Let’s be honest, we’ve all been shallow at some point in our lives. We may not necessarily mean to be but sometimes we often let our eyes control us without stopping to really look that bit deeper into a person. It’s nobody’s fault. Some people are just programmed that way.
You’re on Tinder and you come across a League of Ireland logo and a Premier League logo one after the other. Which one are you more likely to swipe right on?
For the majority of people, they’ll choose the latter. Hell, they might even super like that bad boy just to get a bit of attention.
Sure, the Premier League might have the big house and the fancy car and looks to be doing pretty ok for themselves but the League of Ireland, well, the car might be on its last legs and the roof on a run down apartment complex might be leaking but at least it has a bit of character about it.
These days, you might not associate Dublin with being a big football city given the dominance of Dublin’s success in GAA and the surge of rugby that seems to be rammed down our throats at an alarming rate.
However, if you dig a bit deeper, past the faux Dublin 4 accents and array of Premier League jerseys that get a daily outing around the city, there’s something big happening under the surface at Bohemian Football Club.
Dublin’s oldest club and indeed, the League of Ireland’s longest serving club, have been hard at work for years trying to reinvent their image with great success.
Think of it like Sandra Bullock in Miss Congeniality except that the plot of Bohemians is far better.
For a long time Bohs were the laughing stock of the league.
A once feared beast made to cower in fear itself after getting knocked out by TNS in the Champions League qualifiers and a failed stadium bid that almost saw the team go out of existence.
The last ten years have seen supporters drift away from Dalymount Park and very little success to entice many back since they last won the league in 2009.
To make matters worse, their arch rivals Shamrock Rovers tasted league and cup successes with a stint in the Europa League group stages to rub salt into the wounds of “The Gypsies”.
Shamrock Rovers were dubbed by the then FAI CEO John Delaney as “the model club that all clubs should aspire to be”. Imagine. The governing body of Ireland lauding over Bohemians most loathed team. It’d make you sick but it happened.
The model club were allowed to even compete with a B team in the First Division.
The beautiful model on the Southside of Dublin being laden with fancy beauty products to make herself more presentable while her Northside equivalent were handed crayons and a paintbrush.
There’s only one way to vent frustration at your enemies and in football scores are settled on the pitch in the Dublin Derby. The coupe of fixtures every year that bring the masses back into the fold.
Brothers in arms united through their passion.
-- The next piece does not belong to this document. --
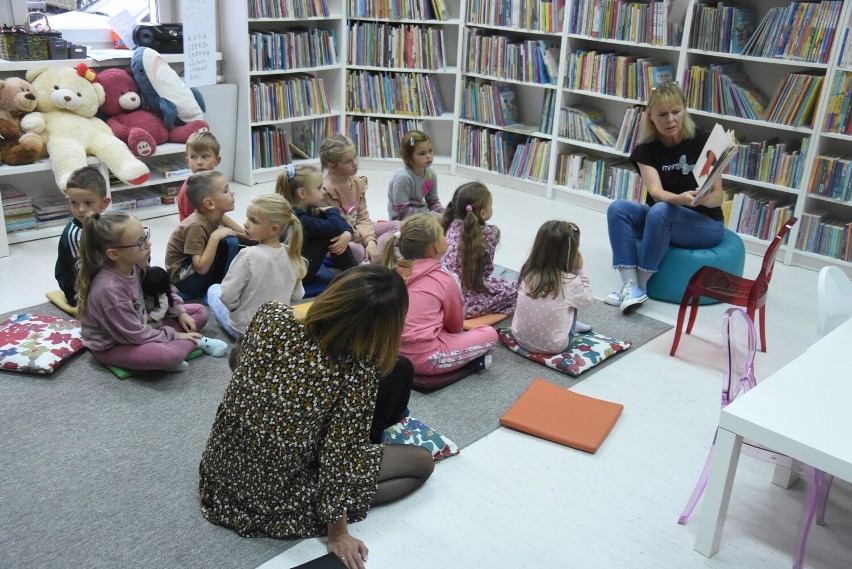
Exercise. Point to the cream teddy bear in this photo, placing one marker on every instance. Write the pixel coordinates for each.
(67, 100)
Armed with f-bombs and a dozen songs repeated ad nauseam.
You have to understand that Shamrock Rovers are a professionally run outfit with full time players.
Bohemians are, in their current state, a part time amateur team.
June 29th, 2012. A pivotal date for the beginning of something remarkable for Bohemian Football Club. A beacon of hope, unity and stability after a once fraught relationship with its board and fans.
Dalymount Park, a venue with incredible history and lore surrounding it. Two dormant stands and the one stand open to home fans rammed with people.
It’s not a fashionable place but that day of all days was the birth place for something magical.
Bohemians 4-0 Shamrock Rovers. The result many thought they’d get stuffed by. The result nobody could have envisaged. The result that put the Bohs into the forefront of people’s minds.
I’m not going to tell you a lie and say it was all rosy from here on out. It was certainly rocky and turbulent with a final day push to stave off relegation in the following years.
However, that 4-0 victory over Rovers still gave people hope to cling onto that fortunes would change for the club and that perhaps the once famed “model club” were losing their looks just a bit.
There were rocky roads still ahead for “the big club” though when Owen Heary left the club after a solid season at the helm.
It was hard to know how would take over next especially with the constraints of having the lowest budget in the league by a considerable distance.
Fortunes don’t always come in the form of money but when the board announced Keith Long as manager, it was like striking gold.
Unbeaten against Shamrock Rovers since 2017, still operating on the lowest budget in the league with a host of new players coming in every single year, playing attractive football, multiple sell outs for home games and currently in a Europa League position this season.
It has been a remarkable turn around with the exceptional hard work of volunteers and air of defiance that despite its flaws and scars, Bohemian Football Club is becoming an attractive place to go and watch some football.